APIsec for VP of Engineerings

This scanner is a self-service API security tool that accepts a URL and returns a risk grade from A to F with prioritized findings. It performs black-box testing using only read-only methods such as GET and HEAD, plus text-only POST for LLM probes, and completes a scan in under one minute. The solution does not require agents, SDKs, or access to source code, so it works across any language, framework, or cloud environment.

The scanner evaluates 12 security categories aligned to the OWASP API Top 10 (2023). It maps findings to PCI-DSS 4.0 and SOC 2 Type II, and supports audit evidence for these frameworks.

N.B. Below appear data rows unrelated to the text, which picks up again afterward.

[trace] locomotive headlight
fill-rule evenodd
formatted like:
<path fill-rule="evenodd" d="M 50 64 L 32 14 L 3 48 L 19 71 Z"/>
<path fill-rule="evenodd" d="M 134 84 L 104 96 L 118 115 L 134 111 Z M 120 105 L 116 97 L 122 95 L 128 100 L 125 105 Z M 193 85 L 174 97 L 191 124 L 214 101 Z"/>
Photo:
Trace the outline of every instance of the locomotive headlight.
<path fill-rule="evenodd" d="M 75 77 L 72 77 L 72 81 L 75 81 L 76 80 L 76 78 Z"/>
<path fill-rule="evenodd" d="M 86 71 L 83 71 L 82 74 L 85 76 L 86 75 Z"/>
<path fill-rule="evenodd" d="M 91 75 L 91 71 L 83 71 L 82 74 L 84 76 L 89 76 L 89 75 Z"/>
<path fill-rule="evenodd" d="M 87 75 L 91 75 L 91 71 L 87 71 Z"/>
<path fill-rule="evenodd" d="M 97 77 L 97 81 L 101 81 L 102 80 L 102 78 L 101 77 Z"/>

Detection coverage includes:

• Authentication bypass and JWT misconfigurations such as alg=none, HS256 use, expired tokens, missing claims, and sensitive data in claims.
• BOLA and IDOR via sequential ID enumeration and active adjacent-ID probing.
• BFLA and privilege escalation through admin endpoint probing and role/permission field leakage.
• Property authorization issues including over-exposure, internal field leakage, and mass-assignment surface.
• Input validation checks for CORS wildcard usage (with and without credentials) and dangerous HTTP methods.
• Rate limiting and resource consumption analysis using rate-limit headers and oversized response detection.
• Data exposure patterns for PII, Luhn-validated card numbers, context-aware SSNs, API key formats, and error/stack-trace leakage.
• Encryption hygiene such as HTTPS redirects, HSTS, cookie flags, and mixed content.
• SSRF probes against URL-accepting parameters and body fields, including internal IP detection.
• Inventory issues like missing versioning, legacy path patterns, and server fingerprinting.
• Unsafe consumption surfaces, including excessive third-party URLs and webhook/callback exposure.
• LLM and AI security with 18 adversarial probes across Quick, Standard, and Deep tiers, targeting jailbreaks, data exfiltration, and token smuggling.

OpenAPI analysis is supported for versions 3.0, 3.1, and Swagger 2.0 with recursive $ref resolution, cross-referencing spec definitions against runtime findings.

Authenticated scans are available from the Starter tier onward, supporting Bearer, API key, Basic auth, and Cookie credentials. Domain verification is enforced through DNS TXT records or an HTTP well-known file, ensuring only the domain owner can scan with credentials. The scanner forwards a strict allowlist of headers, limited to Authorization, X-API-Key, Cookie, and X-Custom-*.

The tool maintains a safety posture by using read-only methods only, blocking destructive payloads, and filtering private IPs, localhost, and cloud metadata endpoints at multiple layers. Customer scan data is deletable on demand and purged within 30 days of cancellation, and it is never sold or used for model training.

Results are delivered through a web dashboard where scans can be managed, trends tracked, and branded compliance PDFs downloaded. The CLI, published as an npm package, enables scripted workflows with the command middlebrick scan <url>, supporting JSON or text output. A GitHub Action is available to gate CI/CD pipelines, failing the build when the score drops below a configured threshold. The MCP Server allows integration with AI coding assistants such as Claude and Cursor.

For ongoing monitoring, the Pro tier offers scheduled rescans at intervals of 6 hours, daily, weekly, or monthly. Diff detection highlights new findings, resolved findings, and score drift, with email alerts rate-limited to one per hour per API. HMAC-SHA256 signed webhooks are provided, with auto-disable after five consecutive failures.

The scanner does not fix, patch, block, or remediate issues; it detects and reports with remediation guidance. It does not perform active SQL injection or command injection testing, as those require intrusive payloads outside scope. Business logic vulnerabilities are also out of scope, as they require domain-specific human analysis. Blind SSRF is not detected due to the absence of out-of-band infrastructure in scope, and the tool does not replace a human pentester for high-stakes audits.

Pricing tiers are structured as follows:

• Free at $0 per month, with 3 scans and CLI access.
• Starter at $99 per month for 15 APIs, monthly scans, dashboard, email alerts, and MCP Server.
• Pro at $499 per month for 100 APIs, with additional APIs at $7 each, continuous monitoring, GitHub Action gates, CI/CD integration, Slack/Teams alerts, compliance reports, and signed webhooks.
• Enterprise at $2000 per month for unlimited APIs, custom rules, SSO, audit logs, SLA, and dedicated support.